Endometrial kanser tanısı, genellikle endometrial biyopsi yöntemiyle konur. Tanı için öncelikle jinekolojik muayene ve ultrasonografi yapılır ve rahim içi değerlendirilir. Eğer rahim kanseri şüphesi varsa, tanıyı kesinleştirmek için endometrial biyopsi yapılır. Bu işlem genellikle anestezi gerektirmez ve rahim içinden biyopsi alınarak materyal patolojik incelemeye gönderilir. Bazen, rahmin içini görüntülemek için kullanılan kamera sistemi olan histeroskopi ile de biyopsi yapılabilir. Tanı konulduktan sonra hastalığın yaygınlığı ile ilgili şüphe varsa, genellikle karın içi görüntülemesi için manyetik rezonans görüntüleme (MR) yöntemi tercih edilir.

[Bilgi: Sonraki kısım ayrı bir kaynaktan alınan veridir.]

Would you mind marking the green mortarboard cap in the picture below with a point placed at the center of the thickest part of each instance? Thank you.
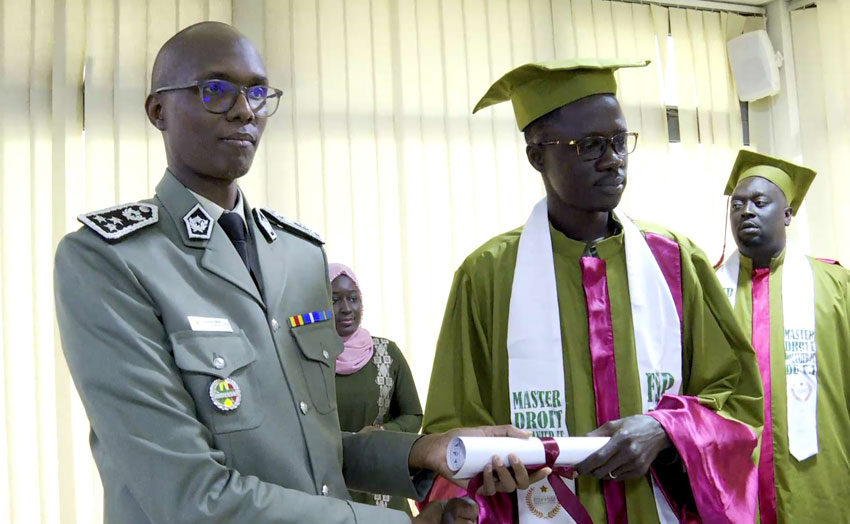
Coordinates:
(792, 179)
(539, 88)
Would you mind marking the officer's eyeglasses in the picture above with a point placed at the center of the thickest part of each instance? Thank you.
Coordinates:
(219, 96)
(593, 147)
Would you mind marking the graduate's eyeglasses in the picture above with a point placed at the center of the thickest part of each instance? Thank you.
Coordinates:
(593, 147)
(219, 96)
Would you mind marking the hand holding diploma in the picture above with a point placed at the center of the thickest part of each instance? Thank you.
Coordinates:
(635, 443)
(430, 452)
(468, 456)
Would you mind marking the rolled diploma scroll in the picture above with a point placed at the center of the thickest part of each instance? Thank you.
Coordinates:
(467, 456)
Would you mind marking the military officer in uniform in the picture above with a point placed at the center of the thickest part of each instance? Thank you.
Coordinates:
(199, 331)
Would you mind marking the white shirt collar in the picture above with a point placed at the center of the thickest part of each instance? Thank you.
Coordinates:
(216, 210)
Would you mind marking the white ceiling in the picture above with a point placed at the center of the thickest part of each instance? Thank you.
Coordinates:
(744, 2)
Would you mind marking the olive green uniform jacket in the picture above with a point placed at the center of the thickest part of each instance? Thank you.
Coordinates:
(165, 453)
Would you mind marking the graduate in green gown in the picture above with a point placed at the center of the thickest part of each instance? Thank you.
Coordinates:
(796, 311)
(706, 424)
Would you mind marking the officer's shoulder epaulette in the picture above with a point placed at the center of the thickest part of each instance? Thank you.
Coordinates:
(292, 226)
(115, 223)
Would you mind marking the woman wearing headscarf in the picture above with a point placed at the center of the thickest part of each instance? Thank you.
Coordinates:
(374, 386)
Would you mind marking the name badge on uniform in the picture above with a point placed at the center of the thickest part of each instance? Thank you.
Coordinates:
(225, 394)
(210, 324)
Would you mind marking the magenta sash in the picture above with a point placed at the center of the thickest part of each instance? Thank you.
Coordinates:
(761, 343)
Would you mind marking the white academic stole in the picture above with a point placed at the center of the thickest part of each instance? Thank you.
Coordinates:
(801, 365)
(535, 353)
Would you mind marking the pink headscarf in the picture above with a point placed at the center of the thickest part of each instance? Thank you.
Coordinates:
(357, 347)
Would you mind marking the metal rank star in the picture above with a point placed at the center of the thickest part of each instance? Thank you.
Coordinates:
(198, 223)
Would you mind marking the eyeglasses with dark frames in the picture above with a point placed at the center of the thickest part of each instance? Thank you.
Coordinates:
(593, 147)
(219, 96)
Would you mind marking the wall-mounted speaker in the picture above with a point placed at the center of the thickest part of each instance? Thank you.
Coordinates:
(755, 66)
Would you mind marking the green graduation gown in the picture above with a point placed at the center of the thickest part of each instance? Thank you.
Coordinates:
(817, 489)
(469, 381)
(357, 401)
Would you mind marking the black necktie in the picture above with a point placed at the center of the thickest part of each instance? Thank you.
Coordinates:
(234, 227)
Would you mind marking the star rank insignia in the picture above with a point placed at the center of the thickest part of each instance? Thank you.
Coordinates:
(117, 222)
(265, 227)
(292, 226)
(198, 223)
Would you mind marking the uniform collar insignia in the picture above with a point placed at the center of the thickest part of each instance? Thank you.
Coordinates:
(265, 227)
(198, 223)
(116, 222)
(292, 226)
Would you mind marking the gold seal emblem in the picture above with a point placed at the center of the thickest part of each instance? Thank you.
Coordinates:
(542, 502)
(225, 394)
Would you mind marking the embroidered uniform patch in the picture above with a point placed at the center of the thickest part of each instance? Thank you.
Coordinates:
(116, 222)
(198, 223)
(292, 226)
(310, 318)
(225, 394)
(265, 227)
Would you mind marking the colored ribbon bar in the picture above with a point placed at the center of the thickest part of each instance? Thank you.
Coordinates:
(310, 318)
(566, 498)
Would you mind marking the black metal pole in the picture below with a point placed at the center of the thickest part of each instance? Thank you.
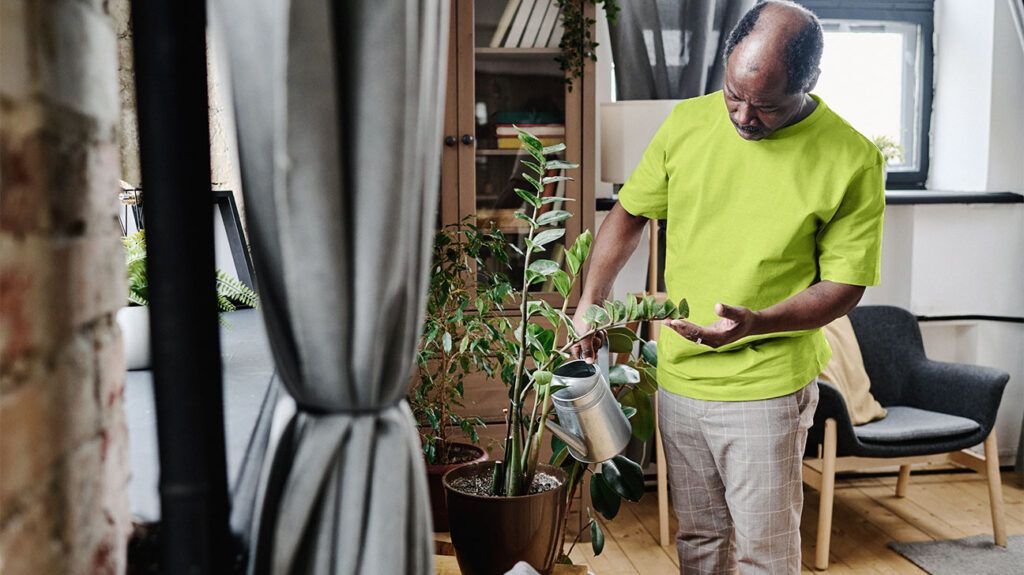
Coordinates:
(173, 120)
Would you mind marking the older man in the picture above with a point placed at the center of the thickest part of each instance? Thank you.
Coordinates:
(774, 211)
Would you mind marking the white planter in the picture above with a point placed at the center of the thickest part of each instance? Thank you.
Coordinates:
(134, 322)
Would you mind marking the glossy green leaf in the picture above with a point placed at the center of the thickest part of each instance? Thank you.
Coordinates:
(574, 262)
(559, 165)
(528, 197)
(554, 148)
(544, 267)
(648, 351)
(595, 315)
(604, 499)
(520, 215)
(548, 235)
(643, 418)
(534, 181)
(596, 538)
(625, 477)
(555, 179)
(621, 340)
(541, 379)
(621, 374)
(554, 198)
(683, 309)
(562, 282)
(553, 217)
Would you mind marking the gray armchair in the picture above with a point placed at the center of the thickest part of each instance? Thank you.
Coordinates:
(936, 410)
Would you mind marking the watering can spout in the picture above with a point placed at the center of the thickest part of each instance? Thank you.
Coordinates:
(574, 442)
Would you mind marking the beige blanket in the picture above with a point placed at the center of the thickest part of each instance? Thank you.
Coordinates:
(846, 371)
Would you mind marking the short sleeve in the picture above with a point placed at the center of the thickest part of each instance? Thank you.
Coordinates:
(646, 190)
(850, 244)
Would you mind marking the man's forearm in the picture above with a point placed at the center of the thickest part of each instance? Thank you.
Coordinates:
(812, 308)
(615, 241)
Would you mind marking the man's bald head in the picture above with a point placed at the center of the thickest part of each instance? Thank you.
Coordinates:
(774, 40)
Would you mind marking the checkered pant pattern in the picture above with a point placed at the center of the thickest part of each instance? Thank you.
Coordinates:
(734, 471)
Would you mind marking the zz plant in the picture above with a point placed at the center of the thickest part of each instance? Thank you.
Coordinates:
(538, 350)
(461, 333)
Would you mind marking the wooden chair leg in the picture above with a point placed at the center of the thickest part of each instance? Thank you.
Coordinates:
(663, 484)
(827, 496)
(903, 481)
(994, 489)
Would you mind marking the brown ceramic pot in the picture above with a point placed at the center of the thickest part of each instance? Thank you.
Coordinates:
(435, 473)
(492, 534)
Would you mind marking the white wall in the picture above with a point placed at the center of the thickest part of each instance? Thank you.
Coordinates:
(969, 259)
(954, 259)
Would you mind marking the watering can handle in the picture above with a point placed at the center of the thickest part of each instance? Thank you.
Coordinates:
(603, 360)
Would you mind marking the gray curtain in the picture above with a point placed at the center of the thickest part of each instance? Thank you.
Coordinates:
(338, 109)
(672, 49)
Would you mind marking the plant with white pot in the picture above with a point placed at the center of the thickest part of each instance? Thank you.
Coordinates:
(134, 318)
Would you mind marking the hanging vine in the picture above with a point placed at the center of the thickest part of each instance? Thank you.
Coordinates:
(578, 43)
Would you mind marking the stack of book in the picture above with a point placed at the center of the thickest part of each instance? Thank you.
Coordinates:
(528, 24)
(549, 134)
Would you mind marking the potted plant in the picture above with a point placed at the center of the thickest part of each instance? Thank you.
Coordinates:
(514, 509)
(134, 318)
(461, 335)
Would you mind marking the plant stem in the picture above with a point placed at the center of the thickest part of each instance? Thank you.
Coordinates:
(515, 431)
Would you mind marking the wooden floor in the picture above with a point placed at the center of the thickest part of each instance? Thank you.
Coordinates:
(866, 517)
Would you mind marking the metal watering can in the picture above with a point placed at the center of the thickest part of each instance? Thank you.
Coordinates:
(592, 425)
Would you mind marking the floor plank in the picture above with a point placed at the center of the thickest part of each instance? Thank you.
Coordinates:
(866, 517)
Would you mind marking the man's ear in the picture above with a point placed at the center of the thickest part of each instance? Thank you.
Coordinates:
(813, 81)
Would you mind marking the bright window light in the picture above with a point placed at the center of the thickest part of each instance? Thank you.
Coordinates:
(870, 76)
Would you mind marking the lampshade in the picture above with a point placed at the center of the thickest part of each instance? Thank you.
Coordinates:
(627, 128)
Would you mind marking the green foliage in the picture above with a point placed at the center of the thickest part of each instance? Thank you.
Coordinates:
(230, 291)
(892, 151)
(462, 334)
(537, 349)
(138, 283)
(578, 43)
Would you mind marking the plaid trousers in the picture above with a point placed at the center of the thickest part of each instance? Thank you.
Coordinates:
(734, 472)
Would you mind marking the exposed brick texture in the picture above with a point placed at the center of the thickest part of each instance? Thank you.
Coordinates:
(64, 450)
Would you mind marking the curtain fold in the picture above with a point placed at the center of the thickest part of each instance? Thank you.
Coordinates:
(339, 108)
(672, 49)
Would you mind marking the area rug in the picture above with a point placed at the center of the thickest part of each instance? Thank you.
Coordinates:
(977, 556)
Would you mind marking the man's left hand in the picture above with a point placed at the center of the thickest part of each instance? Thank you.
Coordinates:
(736, 322)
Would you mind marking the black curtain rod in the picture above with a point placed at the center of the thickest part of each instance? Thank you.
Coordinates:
(169, 40)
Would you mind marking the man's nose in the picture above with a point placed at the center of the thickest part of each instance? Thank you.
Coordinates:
(744, 115)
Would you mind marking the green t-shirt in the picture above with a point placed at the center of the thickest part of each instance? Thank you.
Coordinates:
(752, 223)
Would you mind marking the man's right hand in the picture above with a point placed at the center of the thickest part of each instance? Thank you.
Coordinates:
(587, 348)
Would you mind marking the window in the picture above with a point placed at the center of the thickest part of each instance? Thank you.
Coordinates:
(877, 74)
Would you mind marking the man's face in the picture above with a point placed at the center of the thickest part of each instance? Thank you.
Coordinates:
(757, 100)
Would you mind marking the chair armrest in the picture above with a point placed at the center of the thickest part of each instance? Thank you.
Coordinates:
(957, 389)
(832, 405)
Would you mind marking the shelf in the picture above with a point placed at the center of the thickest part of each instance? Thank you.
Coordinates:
(517, 51)
(496, 151)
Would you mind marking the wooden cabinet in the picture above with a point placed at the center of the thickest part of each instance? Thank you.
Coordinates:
(492, 87)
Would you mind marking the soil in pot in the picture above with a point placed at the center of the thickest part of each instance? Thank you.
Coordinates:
(492, 533)
(459, 454)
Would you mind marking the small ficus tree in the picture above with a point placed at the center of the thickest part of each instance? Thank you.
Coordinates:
(461, 334)
(538, 350)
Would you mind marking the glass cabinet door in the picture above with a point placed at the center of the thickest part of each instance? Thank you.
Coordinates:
(508, 76)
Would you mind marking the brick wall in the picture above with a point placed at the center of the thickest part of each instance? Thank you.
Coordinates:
(64, 465)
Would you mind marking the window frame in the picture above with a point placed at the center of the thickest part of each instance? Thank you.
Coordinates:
(919, 12)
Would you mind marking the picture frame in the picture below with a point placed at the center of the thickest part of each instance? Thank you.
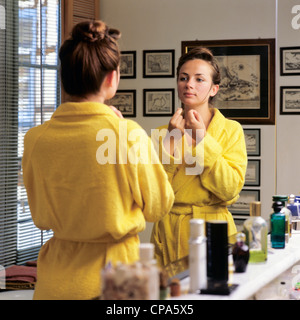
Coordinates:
(247, 88)
(124, 101)
(253, 141)
(128, 65)
(290, 61)
(242, 206)
(158, 102)
(158, 63)
(252, 177)
(290, 100)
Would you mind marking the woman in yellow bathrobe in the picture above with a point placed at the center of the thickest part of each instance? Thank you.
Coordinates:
(80, 182)
(205, 188)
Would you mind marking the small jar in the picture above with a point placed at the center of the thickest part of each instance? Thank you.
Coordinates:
(240, 253)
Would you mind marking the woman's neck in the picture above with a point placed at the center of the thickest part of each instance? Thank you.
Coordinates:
(205, 112)
(88, 98)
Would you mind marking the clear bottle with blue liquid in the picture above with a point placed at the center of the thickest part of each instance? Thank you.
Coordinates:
(277, 226)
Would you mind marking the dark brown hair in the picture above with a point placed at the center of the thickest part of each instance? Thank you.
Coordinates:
(87, 56)
(202, 54)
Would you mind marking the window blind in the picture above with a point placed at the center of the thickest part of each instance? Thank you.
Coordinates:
(31, 91)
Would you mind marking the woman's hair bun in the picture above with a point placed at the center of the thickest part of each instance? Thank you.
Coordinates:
(92, 31)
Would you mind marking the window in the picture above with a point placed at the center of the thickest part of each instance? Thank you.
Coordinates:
(31, 92)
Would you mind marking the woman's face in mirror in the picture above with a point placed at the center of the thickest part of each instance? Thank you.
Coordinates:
(194, 84)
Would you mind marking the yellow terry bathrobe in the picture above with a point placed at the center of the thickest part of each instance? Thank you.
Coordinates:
(207, 193)
(95, 209)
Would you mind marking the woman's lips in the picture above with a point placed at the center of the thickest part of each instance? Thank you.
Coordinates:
(189, 94)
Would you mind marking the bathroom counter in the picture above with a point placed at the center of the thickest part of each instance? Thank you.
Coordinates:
(257, 275)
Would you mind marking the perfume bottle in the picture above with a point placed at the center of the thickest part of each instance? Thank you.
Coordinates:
(278, 226)
(240, 253)
(288, 216)
(217, 255)
(197, 255)
(256, 232)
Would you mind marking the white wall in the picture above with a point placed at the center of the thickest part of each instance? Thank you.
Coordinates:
(288, 128)
(163, 24)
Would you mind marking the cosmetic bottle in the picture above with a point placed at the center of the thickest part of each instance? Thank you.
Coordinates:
(293, 206)
(197, 256)
(288, 216)
(150, 268)
(256, 232)
(240, 253)
(217, 255)
(278, 226)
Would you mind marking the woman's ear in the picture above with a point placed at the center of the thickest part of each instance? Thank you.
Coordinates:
(111, 83)
(112, 78)
(214, 90)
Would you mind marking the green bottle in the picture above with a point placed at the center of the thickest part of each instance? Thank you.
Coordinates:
(278, 226)
(256, 231)
(288, 215)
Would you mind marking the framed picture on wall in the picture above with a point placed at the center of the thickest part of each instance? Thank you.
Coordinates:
(247, 88)
(128, 65)
(252, 139)
(242, 206)
(290, 61)
(290, 100)
(158, 63)
(125, 101)
(158, 102)
(253, 173)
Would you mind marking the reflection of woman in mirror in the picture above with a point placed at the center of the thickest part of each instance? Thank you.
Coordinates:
(207, 194)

Gelişmiş tedavi yöntemleri önemli avantajlar sağlıyor! 


Rahim kanseri cerrahi yöntemle başarılı bir şekilde tedavi edilebilen bir hastalıktır. Son yıllarda bilimsel gelişmeler sayesinde operasyonlar genellikle laparoskopik (kapalı cerrahi) yöntemle gerçekleştirilmektedir. Kadın Hastalıkları ve Doğum Uzmanı Doç. Dr. Baki Erdem, bu konuda şu bilgileri veriyor: "Kapalı yöntemle yapılan ameliyatlar, daha az ağrı, daha az kanama ve daha hızlı iyileşme gibi önemli avantajlar sunmaktadır. Rahim kanserinde cerrahi yöntemle rahim ve yumurtalık alınır. Ameliyat sırasında 'frozen inceleme' adı verilen bir patolojik incelemeden yararlanarak kanserin rahim duvarında ne kadar yayıldığını görebilir ve gerektiğinde lenf bezlerini de çıkarabiliriz. Sentinel (nöbetçi) lenf nodu uygulaması ile ise tüm lenf nodlarını değil, tümörün ilk olarak gidebileceği lenf istasyonunu belirleyerek operasyonu tamamlayabiliriz. Böylece hastayı lenfokist ve bacaklarda kalıcı şişlik gibi bazı risklerden koruyabiliriz."


Doç. Dr. Baki Erdem, cerrahi yöntemle tedavinin başarısını karın içerisinde yer alan tüm tümör odaklarının temizlenmesinde gördüğünü belirtiyor.